WebRTC is an API available for Google Chrome, Mozilla Firefox and Opera. The purpose of the API is to enable a direct link between web browsers when using services like VoIP and file sharing peer-to-peer.

A small piece of JavaScript code was recently released, enabling people to access the internal and external IP addresses of other users despite them using proxy and/or VPN.

How do you protect yourself?

This is a very serious issue since many users trust their VPN, which has always been the obvious choice for anonymity and security on the Internet. Since WebRTC is seldom used, we recommend that you disable it immediately.

Block WebRTC in Firefox

Install OVPN's browser extension that blocks WebRTC.

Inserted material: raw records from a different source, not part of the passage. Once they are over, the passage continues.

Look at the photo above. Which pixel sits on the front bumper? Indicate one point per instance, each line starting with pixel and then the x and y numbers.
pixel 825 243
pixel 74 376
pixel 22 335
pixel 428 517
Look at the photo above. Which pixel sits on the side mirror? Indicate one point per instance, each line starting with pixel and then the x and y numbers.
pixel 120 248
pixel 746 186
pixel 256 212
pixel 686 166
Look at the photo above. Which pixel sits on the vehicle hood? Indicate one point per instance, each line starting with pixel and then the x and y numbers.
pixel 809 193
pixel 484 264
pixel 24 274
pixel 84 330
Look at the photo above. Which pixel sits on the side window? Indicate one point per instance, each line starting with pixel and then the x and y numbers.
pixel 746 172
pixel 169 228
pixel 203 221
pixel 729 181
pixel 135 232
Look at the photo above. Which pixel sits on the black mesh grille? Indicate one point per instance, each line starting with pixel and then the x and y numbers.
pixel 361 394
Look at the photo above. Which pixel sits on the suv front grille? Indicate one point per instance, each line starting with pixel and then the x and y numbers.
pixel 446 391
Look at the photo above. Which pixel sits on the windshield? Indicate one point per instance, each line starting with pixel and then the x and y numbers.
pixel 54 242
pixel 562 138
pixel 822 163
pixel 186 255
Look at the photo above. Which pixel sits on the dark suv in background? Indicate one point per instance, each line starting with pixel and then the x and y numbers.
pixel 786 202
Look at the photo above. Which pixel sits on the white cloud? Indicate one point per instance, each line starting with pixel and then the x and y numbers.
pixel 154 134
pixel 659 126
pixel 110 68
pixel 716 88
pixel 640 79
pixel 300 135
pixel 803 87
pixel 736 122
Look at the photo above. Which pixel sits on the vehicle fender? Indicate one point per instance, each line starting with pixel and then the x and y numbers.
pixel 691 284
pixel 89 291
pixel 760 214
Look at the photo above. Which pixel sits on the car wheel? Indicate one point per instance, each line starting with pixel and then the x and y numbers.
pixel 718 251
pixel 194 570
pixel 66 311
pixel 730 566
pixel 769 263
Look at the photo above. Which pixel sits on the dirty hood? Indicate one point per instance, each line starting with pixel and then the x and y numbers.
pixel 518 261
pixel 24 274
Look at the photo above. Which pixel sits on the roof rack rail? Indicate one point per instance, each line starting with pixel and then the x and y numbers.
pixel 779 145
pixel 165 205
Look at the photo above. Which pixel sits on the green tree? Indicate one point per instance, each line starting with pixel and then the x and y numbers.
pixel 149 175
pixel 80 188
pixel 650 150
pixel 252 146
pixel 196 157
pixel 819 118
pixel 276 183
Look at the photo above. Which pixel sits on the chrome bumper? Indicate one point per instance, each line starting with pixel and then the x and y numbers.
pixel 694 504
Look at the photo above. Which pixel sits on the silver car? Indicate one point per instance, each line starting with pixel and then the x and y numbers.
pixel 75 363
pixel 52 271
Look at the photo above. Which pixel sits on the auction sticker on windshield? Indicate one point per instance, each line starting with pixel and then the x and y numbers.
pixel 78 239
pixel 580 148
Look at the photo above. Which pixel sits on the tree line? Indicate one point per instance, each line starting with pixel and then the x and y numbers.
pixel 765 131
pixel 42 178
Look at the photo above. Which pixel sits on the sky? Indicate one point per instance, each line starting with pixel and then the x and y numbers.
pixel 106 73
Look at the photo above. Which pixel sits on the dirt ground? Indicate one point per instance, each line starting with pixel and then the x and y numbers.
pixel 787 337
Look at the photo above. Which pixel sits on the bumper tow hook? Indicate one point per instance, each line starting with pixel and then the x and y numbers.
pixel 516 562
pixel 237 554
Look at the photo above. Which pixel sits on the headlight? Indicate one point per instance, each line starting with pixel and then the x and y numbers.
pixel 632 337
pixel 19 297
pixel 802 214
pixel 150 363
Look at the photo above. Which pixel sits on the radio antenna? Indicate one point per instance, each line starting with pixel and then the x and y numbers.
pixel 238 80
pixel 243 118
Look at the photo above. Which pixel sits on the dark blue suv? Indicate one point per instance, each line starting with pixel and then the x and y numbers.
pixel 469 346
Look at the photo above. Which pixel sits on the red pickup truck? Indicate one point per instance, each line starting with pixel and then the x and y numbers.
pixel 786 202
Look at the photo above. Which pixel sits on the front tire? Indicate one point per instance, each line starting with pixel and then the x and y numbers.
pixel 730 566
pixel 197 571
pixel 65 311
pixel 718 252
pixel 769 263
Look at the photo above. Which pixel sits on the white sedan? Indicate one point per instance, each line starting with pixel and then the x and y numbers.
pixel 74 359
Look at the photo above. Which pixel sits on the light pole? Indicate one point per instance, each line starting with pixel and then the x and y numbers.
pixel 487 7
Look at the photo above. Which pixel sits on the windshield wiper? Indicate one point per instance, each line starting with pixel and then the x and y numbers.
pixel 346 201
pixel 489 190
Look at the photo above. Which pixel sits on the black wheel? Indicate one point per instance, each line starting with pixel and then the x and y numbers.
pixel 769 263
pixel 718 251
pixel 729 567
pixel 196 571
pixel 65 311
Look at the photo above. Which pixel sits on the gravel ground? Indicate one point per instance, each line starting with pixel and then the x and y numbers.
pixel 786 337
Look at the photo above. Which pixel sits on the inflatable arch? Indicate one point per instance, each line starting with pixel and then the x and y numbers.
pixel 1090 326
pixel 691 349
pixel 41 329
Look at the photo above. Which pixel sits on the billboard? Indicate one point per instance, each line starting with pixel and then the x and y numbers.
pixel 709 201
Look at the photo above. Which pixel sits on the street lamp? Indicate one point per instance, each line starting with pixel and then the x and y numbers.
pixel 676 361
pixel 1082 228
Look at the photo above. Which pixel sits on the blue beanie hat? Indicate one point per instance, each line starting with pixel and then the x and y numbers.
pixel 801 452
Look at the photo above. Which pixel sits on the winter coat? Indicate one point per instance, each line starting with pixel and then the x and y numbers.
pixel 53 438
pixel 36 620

You can also visit about:config in the browser and search for media.peerconnection.enabled and change the value to False by double clicking this line:

Block WebRTC in Chrome

Install OVPN's browser extension that blocks WebRTC.

How does WebRTC work?

WebRTC sends so-called STUN requests, returning your network adaptor’s internal and external IP addresses. Since these STUN requests are made through UDP, they are not transported over HTTP or SOCKS, which both are based on the networking protocol TCP. This is what a request looks like:

Plugins like Ghostery, Adblock, Disconnect and Flashblock can’t block these requests.

It’s worth noting that this is only a problem when using Windows. If you are using OSX or Linux, your internal IP address is still exposed, but not your public IP address, making it much safer. However, if you are using Firefox in OSX or Linux, we still recommend that you disable WebRTC.


Verify that WebRTC is disabled

After installing the plugin or if you decided to manually disable WebRTC, it’s a good idea to verify that it’s working as intended.

The easiest way is by going to our dashboard where we run a WebRTC test for you, or directly to our WebRTC leak test page.